March 29, 2019
After disembarking our home for the past 7 days, we checked into a hotel in the historic city centre and headed out to explore more of beautiful Vienna. We started at the art history museum (Kunsthistorishes museum Wien) in the Maria Theresa plaza. Within the building holds Hapsburg Imperial art from 18th century Central European artists, Rubin, Rembrandt, Bosch and Brummel in addition to Hapsburg family portraits and commissioned pieces for the royal family. The interior of the museum is as beautiful as the pieces that fill it. Painting aficionados will not be disappointed in what this museum has to offer. The museum also offers a coin and sculpture collection.
After departing the museum quarter, we headed back towards the Hapsburg Imperial Palace to the treasury building. Home of the royal treasures of the Hapsburg era the collection was most impressive and is filled with acquisitions of one of the most influential royal families in Europe.

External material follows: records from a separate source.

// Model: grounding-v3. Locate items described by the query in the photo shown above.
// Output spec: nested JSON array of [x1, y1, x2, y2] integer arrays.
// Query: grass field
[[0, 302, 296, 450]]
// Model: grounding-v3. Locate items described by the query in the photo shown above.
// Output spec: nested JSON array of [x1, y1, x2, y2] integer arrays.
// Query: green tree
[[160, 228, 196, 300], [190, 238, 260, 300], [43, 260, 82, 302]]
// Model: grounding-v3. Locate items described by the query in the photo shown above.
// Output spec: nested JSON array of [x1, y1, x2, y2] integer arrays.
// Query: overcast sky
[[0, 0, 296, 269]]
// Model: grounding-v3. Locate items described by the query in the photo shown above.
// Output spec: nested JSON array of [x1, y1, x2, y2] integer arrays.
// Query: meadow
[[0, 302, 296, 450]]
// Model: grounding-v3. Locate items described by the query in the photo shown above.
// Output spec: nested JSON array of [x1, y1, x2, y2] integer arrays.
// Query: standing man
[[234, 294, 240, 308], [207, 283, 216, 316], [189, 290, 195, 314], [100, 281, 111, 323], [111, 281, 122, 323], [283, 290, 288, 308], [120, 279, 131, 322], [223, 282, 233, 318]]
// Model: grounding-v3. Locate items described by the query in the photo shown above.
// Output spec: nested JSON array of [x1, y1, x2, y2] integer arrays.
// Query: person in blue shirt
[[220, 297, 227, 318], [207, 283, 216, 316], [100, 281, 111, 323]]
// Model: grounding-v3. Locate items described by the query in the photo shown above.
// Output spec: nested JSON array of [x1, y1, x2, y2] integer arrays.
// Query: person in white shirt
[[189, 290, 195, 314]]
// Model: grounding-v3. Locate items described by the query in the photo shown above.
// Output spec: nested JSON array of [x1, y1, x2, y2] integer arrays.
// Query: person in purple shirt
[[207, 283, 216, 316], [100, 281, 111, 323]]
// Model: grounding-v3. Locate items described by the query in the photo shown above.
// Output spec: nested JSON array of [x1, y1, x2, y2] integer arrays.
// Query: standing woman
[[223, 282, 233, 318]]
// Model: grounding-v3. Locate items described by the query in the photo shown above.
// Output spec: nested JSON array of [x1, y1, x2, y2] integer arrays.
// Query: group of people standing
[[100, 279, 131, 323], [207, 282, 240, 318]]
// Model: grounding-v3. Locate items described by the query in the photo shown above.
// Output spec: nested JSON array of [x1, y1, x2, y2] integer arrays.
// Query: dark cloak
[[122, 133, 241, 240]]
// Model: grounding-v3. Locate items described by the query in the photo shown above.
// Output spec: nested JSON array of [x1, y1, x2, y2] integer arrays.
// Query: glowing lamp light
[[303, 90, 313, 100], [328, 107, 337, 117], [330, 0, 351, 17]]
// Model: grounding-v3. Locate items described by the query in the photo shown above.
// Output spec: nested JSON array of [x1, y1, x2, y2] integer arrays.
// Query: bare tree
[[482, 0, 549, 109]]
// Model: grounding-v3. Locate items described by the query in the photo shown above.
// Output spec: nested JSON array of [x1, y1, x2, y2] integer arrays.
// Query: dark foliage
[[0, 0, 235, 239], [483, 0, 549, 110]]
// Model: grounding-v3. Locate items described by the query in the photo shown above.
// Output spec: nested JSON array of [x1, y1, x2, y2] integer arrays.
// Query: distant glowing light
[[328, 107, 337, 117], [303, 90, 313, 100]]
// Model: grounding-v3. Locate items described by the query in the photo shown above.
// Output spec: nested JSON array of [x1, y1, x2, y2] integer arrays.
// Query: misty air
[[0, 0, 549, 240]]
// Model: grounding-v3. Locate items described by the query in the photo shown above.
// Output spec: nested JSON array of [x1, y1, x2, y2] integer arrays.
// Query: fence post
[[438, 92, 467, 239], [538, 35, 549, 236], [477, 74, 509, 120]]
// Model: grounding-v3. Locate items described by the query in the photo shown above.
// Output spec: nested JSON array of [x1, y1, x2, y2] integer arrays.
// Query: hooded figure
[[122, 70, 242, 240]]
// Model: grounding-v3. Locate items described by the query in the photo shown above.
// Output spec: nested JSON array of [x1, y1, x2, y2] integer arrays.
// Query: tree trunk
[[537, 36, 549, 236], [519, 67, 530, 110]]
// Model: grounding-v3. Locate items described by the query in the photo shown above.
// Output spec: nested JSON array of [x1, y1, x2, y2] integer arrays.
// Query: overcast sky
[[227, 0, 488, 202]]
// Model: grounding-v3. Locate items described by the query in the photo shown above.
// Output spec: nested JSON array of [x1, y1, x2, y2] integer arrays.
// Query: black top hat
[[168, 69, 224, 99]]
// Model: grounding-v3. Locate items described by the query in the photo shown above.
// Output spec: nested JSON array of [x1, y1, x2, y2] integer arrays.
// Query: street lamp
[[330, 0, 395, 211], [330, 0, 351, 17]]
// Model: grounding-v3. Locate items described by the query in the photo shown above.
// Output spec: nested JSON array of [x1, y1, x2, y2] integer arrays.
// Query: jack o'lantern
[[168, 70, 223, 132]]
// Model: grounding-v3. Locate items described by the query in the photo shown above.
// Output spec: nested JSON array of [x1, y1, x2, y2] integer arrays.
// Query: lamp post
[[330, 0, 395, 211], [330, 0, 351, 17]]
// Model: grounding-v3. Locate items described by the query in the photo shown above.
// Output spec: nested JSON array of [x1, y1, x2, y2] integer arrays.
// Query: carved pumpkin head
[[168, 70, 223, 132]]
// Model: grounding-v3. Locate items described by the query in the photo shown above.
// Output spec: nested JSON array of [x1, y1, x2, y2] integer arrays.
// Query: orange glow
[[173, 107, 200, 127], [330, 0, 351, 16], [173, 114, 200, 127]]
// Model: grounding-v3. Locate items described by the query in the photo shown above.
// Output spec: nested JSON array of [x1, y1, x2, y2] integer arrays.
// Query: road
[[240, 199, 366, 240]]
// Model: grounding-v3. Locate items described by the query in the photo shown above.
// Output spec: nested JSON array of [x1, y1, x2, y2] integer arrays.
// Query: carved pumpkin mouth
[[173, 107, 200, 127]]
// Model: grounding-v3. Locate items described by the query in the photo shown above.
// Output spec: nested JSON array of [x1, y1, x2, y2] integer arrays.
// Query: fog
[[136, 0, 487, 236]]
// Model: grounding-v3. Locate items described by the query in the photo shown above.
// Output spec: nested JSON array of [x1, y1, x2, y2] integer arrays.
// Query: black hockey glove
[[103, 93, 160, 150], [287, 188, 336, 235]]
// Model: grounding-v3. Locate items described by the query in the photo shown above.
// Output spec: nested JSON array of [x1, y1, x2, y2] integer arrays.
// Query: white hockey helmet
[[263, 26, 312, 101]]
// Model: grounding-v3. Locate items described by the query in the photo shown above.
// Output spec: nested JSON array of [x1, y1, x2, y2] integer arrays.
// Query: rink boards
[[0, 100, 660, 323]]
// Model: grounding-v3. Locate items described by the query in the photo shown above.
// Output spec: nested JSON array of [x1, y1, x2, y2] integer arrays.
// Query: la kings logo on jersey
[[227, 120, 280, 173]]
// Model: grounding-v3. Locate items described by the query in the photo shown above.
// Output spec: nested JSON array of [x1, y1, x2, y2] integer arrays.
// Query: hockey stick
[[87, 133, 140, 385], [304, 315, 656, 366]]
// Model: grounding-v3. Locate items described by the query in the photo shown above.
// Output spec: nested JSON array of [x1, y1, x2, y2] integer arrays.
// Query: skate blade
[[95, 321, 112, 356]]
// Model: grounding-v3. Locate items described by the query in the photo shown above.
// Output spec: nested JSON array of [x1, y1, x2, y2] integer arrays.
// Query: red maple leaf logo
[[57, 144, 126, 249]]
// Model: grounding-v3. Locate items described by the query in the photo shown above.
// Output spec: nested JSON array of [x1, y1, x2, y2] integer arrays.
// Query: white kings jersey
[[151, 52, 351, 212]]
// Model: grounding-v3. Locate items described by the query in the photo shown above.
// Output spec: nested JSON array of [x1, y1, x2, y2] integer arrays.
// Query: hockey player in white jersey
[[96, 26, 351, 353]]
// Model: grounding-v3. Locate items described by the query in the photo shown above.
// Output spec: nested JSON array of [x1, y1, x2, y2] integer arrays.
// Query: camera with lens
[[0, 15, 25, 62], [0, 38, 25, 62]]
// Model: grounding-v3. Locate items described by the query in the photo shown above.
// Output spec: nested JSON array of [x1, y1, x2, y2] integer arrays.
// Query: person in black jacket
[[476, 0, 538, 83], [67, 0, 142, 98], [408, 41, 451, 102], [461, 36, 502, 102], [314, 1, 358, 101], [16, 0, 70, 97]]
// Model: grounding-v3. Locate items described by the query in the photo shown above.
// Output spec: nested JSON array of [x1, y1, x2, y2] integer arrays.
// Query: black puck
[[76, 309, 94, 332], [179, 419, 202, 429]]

Our mode of transportation for the day was the Hop on/Hop off bus which included a ride around the city to see more of the sites. We opted to get off at the Danube canal to visit the jewish quarter. Before reaching the jewish section, we enjoyed the Doner wraps (Turkish falafel sandwiches in wraps instead of pitas) from a local food truck. Tasty and delicious it was a nice break from the Austrian cuisine we had been enjoying all week. The Juedisches Viertel is the historical location of the original synagogue that was blown up by the Germans during WWII. Since it was Friday, and the Sabbath, the site closed early, so we were unable to visit the ruins. Definitely on the todo list, if we return to Vienna.
Walking the olde city of Vienna, is like the gift that keeps on giving. Every turn we found more exquisite buildings and courtyards than the last. Our explorations led us to Mozarthaus the home to Amadeus Mozart during his prime composer years in Vienna as the court composer. Seeing how he lived and his story, makes you realize how celebrity back then is nothing compared to today. He died poor and ashamed at the young age of 35.
As we were headed back to our hotel for a rest before our last evening in Europe, we got a wild hair and opted to grab last minute tickets at the State Opera house to see Simon Boccanegra as performed by Placido Domingo. We did not have opera clothing, but was assured by our ticket handler, that our jeans and sweaters were efficient attire for the evening. Boy were we wrong! Entering the Opera building, the interior was not just amazing and beautiful but decorated with riches it was one of the most opulent interiors we have ever seen. The lobby’s were filled with guests dressed in ball gowns and tuxedos and then us in our street clothes. The Viennese opera experience was unlike any other theatre performance I have experienced. I did not have visiting the opera on my bucket list, but knowing what I know now, it would be added. Note to self, pack formal wear.
We ended the evening at the well known Viennese cafe Gerstner. It was highly recommended to us by some fellow passengers onboard our cruise. We night capped our evening with Austrian sparkling Rose wine, small plate local dishes and Sacher torte mit schlage, of course. Sacher torte is a signature dessert created by the Sacher Hotel in Vienna. It is also offered at the original Sacher bakery and can be found everywhere.
Final notes on Vienna – the old city is very crowded with tourists, almost over tourism. We purchased the Vienna pass which included the Hop on bus and offered great value for all the top locations we visited in Vienna, with a fast pass entrance. The hop on yellow line is busier than the red line but both visit many of the same stops. If starting or ending a river cruise in Vienna, I recommend at least 2 additional nights to see all this beautiful city has to offer. If not, then Vienna will definitely be on the must visit list again. Lastly, all public bathrooms in Vienna have a fee of .50 euro, even cafe’s. Change is a must when exploring. Vienna coffee houses are everywhere. Cafe Central near the Hop on red line stop 1, and Schwartzenberg Cafe on the Kartner Strauss are 2 of the best.